Ischemic Post-Conditioning Induces Post-Stroke Neuroprotection via Hsp70-Mediated Proteasome Inhibition and Facilitates Neural Progenitor Cell Transplantation

Doeppner T. R., Doehring M., Kaltwasser B., Majid A., Lin F., Bähr M., ...More

Molecular Neurobiology, vol.54, no.8, pp.6061-6073, 2017 (SCI-Expanded) identifier identifier identifier

  • Publication Type: Article / Article
  • Volume: 54 Issue: 8
  • Publication Date: 2017
  • Doi Number: 10.1007/s12035-016-0137-3
  • Journal Name: Molecular Neurobiology
  • Journal Indexes: Science Citation Index Expanded (SCI-EXPANDED), Scopus
  • Page Numbers: pp.6061-6073
  • Keywords: Cerebral ischemia, Stroke, Neural progenitor cells, Post-conditioning, Preconditioning, Transplantation, Hsp70, Proteasome
  • Istanbul Medipol University Affiliated: Yes


In view of the failure of pharmacological therapies, alternative strategies promoting post-stroke brain repair are needed. Post-conditioning is a potentially promising therapeutic strategy, which induces acute neuroprotection against ischemic injury. To elucidate longer lasting actions of ischemic post-conditioning, mice were exposed to a 60-min stroke and post-conditioning by an additional 10-min stroke that was induced 10 min after reperfusion onset. Animals were sacrificed 24 h or 28 days post-stroke. Post-conditioning reduced infarct volume and neurological deficits 24 h post-stroke, enhancing blood-brain barrier integrity, reducing brain leukocyte infiltration, and reducing oxidative stress. On the molecular level, post-conditioning yielded increased Hsp70 expression, whereas nuclear factor (NF)-κB and proteasome activities were decreased. Reduced infarct volume and proteasome inhibition were reversed by Hsp70 knockdown, suggesting a critical role of the Hsp70 proteasome pathway in ischemic post-conditioning. The survival-promoting effects of ischemic post-conditioning, however, were not sustainable as neuroprotection and neurological recovery were lost 28 days post-stroke.

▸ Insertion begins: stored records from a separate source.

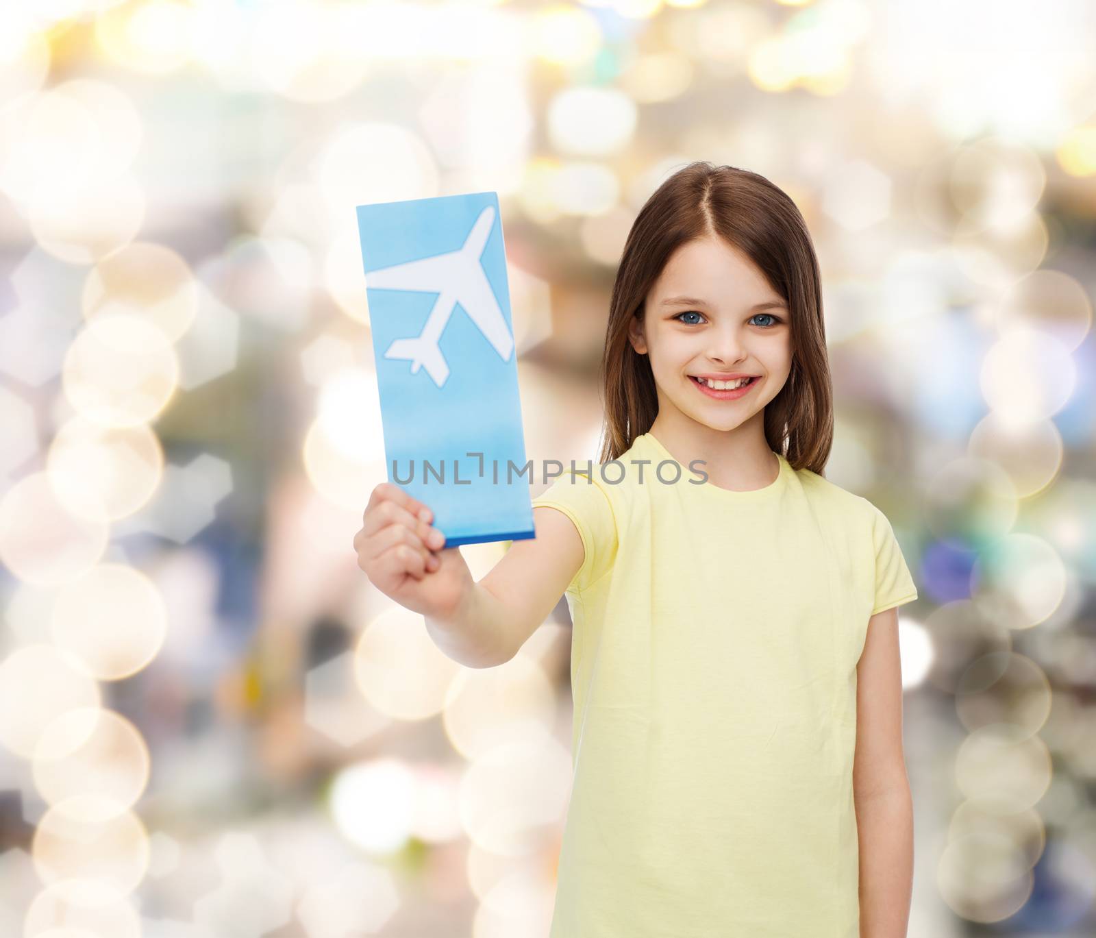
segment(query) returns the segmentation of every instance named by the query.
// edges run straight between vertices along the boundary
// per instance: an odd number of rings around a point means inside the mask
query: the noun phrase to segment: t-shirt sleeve
[[[894,537],[891,523],[876,505],[871,504],[871,541],[876,559],[876,595],[871,615],[901,606],[917,598],[917,587],[905,564],[902,548]]]
[[[567,515],[582,538],[582,567],[567,586],[568,593],[581,593],[596,583],[616,559],[617,528],[609,496],[596,478],[583,470],[568,469],[533,499],[533,507],[540,506]]]

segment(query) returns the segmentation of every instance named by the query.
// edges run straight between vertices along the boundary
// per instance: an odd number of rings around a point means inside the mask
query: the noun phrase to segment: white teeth
[[[698,380],[704,381],[709,388],[715,391],[732,391],[735,388],[742,387],[749,378],[739,378],[734,381],[713,381],[710,378],[699,378]]]

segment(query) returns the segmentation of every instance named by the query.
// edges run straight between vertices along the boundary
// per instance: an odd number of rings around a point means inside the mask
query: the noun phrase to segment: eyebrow
[[[662,300],[659,306],[677,306],[678,304],[686,304],[688,306],[707,306],[708,304],[703,299],[697,299],[695,296],[672,296],[669,299]],[[765,302],[758,302],[755,306],[750,307],[750,311],[753,312],[757,309],[787,309],[788,305],[784,300],[767,300]]]

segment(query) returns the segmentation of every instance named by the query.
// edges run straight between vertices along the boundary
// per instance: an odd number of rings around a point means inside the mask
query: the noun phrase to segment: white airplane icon
[[[366,285],[379,289],[416,290],[436,293],[437,299],[430,311],[426,324],[416,339],[397,339],[386,358],[407,358],[411,374],[418,374],[420,366],[438,387],[449,377],[449,366],[437,343],[448,324],[457,302],[468,313],[476,328],[499,353],[503,362],[510,361],[514,351],[514,339],[506,328],[506,320],[494,298],[494,290],[480,265],[480,255],[494,225],[494,206],[484,208],[472,225],[463,247],[433,258],[421,258],[403,264],[393,264],[369,271],[365,275]]]

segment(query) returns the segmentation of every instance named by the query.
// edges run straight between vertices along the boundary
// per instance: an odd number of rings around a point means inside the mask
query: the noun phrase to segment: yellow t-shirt
[[[858,938],[856,664],[917,592],[879,508],[777,457],[734,492],[646,433],[533,500],[585,548],[550,938]]]

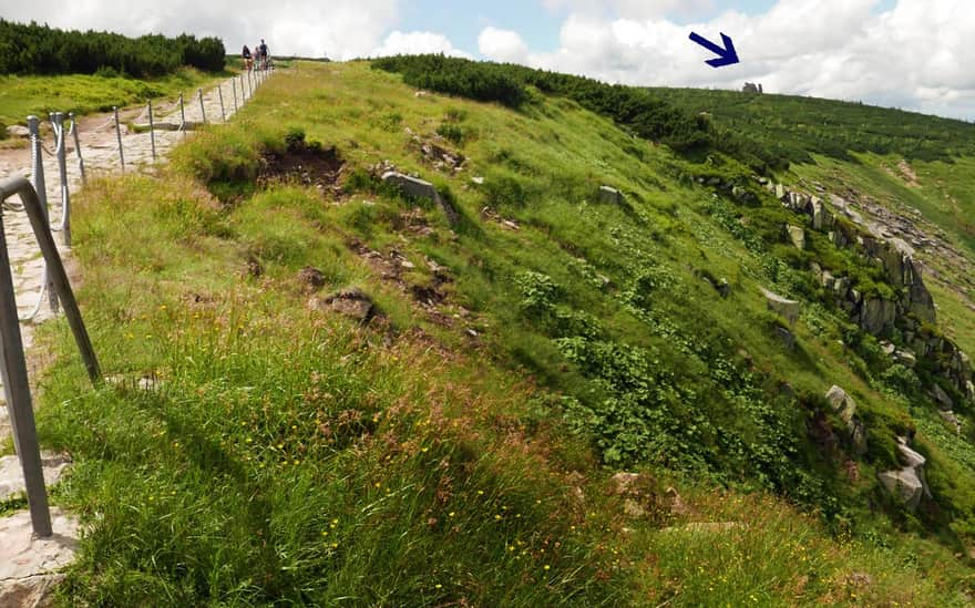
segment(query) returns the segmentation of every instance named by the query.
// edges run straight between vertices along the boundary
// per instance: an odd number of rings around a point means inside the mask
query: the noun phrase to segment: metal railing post
[[[102,378],[99,361],[95,357],[95,351],[92,348],[91,339],[88,336],[88,330],[84,328],[84,320],[81,318],[81,310],[78,308],[78,300],[74,299],[74,291],[72,291],[71,282],[68,280],[68,274],[64,271],[64,264],[61,261],[58,246],[54,245],[54,237],[51,236],[51,230],[48,229],[48,224],[44,219],[44,213],[41,208],[38,194],[30,185],[30,182],[23,177],[9,177],[0,181],[0,202],[6,200],[13,194],[19,194],[20,199],[23,202],[23,209],[27,212],[31,228],[34,231],[34,237],[38,239],[38,247],[41,249],[44,262],[48,265],[48,271],[54,282],[58,298],[64,307],[64,317],[68,319],[68,324],[71,328],[72,334],[74,334],[74,342],[78,344],[78,350],[81,353],[81,359],[84,362],[89,379],[91,379],[92,383],[96,383]],[[0,221],[2,221],[2,214],[0,214]],[[0,230],[0,233],[2,233],[2,230]],[[7,257],[6,246],[0,246],[0,251],[2,251],[3,257]],[[0,285],[3,285],[3,268],[6,268],[8,272],[10,271],[9,260],[7,261],[8,264],[0,264],[0,267],[2,267],[0,268]],[[4,297],[4,292],[3,289],[0,288],[0,298],[2,297]],[[12,299],[12,291],[10,292],[10,297]],[[16,318],[17,306],[14,305],[11,310]],[[0,318],[2,318],[3,315],[6,315],[6,312],[0,309]],[[19,336],[20,332],[18,328],[18,337]],[[8,350],[7,352],[11,351]],[[4,388],[6,387],[9,387],[9,384],[4,382]]]
[[[30,184],[27,185],[30,187]],[[4,196],[3,199],[6,198]],[[24,207],[28,205],[25,198],[27,196],[21,193]],[[40,208],[37,194],[33,204]],[[20,457],[20,467],[23,472],[31,525],[35,535],[49,537],[53,534],[51,512],[48,508],[44,468],[31,405],[27,362],[23,359],[23,341],[20,336],[20,320],[17,317],[17,299],[13,293],[10,257],[7,254],[7,237],[2,230],[2,210],[0,210],[0,343],[3,347],[0,351],[0,377],[3,379],[7,412],[13,427],[13,447]]]
[[[21,193],[21,199],[23,198],[24,195]],[[37,195],[33,197],[33,203],[40,207]],[[27,205],[24,200],[24,207]],[[53,534],[51,512],[48,508],[41,447],[38,444],[27,362],[23,359],[23,341],[20,337],[20,321],[17,318],[13,276],[10,271],[10,257],[7,254],[7,237],[3,230],[0,230],[0,343],[3,346],[3,350],[0,351],[0,374],[3,378],[3,393],[7,396],[7,412],[13,427],[13,446],[17,455],[20,456],[20,467],[23,472],[31,525],[35,535],[45,538]]]
[[[41,200],[41,206],[48,208],[48,185],[44,183],[44,156],[41,150],[40,120],[37,116],[27,117],[27,128],[31,138],[31,178],[34,181],[34,190]]]
[[[122,173],[125,173],[125,153],[122,151],[122,128],[119,125],[119,106],[113,105],[112,112],[115,113],[115,135],[119,138],[119,161],[122,163]]]
[[[78,135],[78,118],[74,117],[73,112],[69,112],[68,117],[71,118],[71,134],[74,136],[74,155],[78,157],[78,173],[81,174],[81,183],[88,184],[88,177],[84,174],[84,158],[81,156],[81,140]]]
[[[152,116],[152,100],[148,100],[148,145],[153,153],[153,163],[156,161],[156,123]]]
[[[71,247],[71,188],[68,184],[68,154],[64,150],[64,114],[54,112],[51,114],[51,123],[54,125],[54,133],[58,134],[58,172],[61,176],[61,217],[63,227],[64,246]],[[50,224],[50,219],[49,219]],[[52,291],[51,310],[58,310],[58,296]]]
[[[206,124],[206,110],[203,107],[203,89],[196,90],[196,96],[199,99],[199,115],[203,117],[203,124]]]
[[[33,122],[37,124],[35,117]],[[41,254],[51,270],[58,297],[64,302],[64,313],[74,332],[89,377],[92,382],[96,382],[101,378],[101,371],[94,355],[94,349],[91,347],[88,331],[78,309],[78,302],[71,291],[71,285],[68,282],[68,275],[64,272],[64,266],[58,255],[58,248],[51,236],[40,197],[30,182],[23,177],[12,177],[0,182],[0,203],[14,194],[20,195],[20,199],[23,202],[23,208],[30,219]],[[13,290],[13,277],[10,270],[10,256],[7,251],[7,237],[2,219],[2,206],[0,206],[0,344],[2,344],[0,348],[0,375],[2,375],[3,392],[7,396],[7,411],[13,427],[13,445],[23,472],[31,526],[34,535],[47,538],[53,534],[51,512],[44,487],[44,470],[38,444],[27,362],[23,355],[23,340],[17,317],[17,297]]]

Although angioneurogenesis was not increased by post-conditioning, the favorable extracellular milieu facilitated intracerebral transplantation of neural progenitor cells 6 h post-stroke, resulting in persisted neuroprotection and neurological recovery. Thus, post-conditioning might support brain repair processes, but in view of its transient, neuroprotection is unlikely useful as stroke therapy in its current form.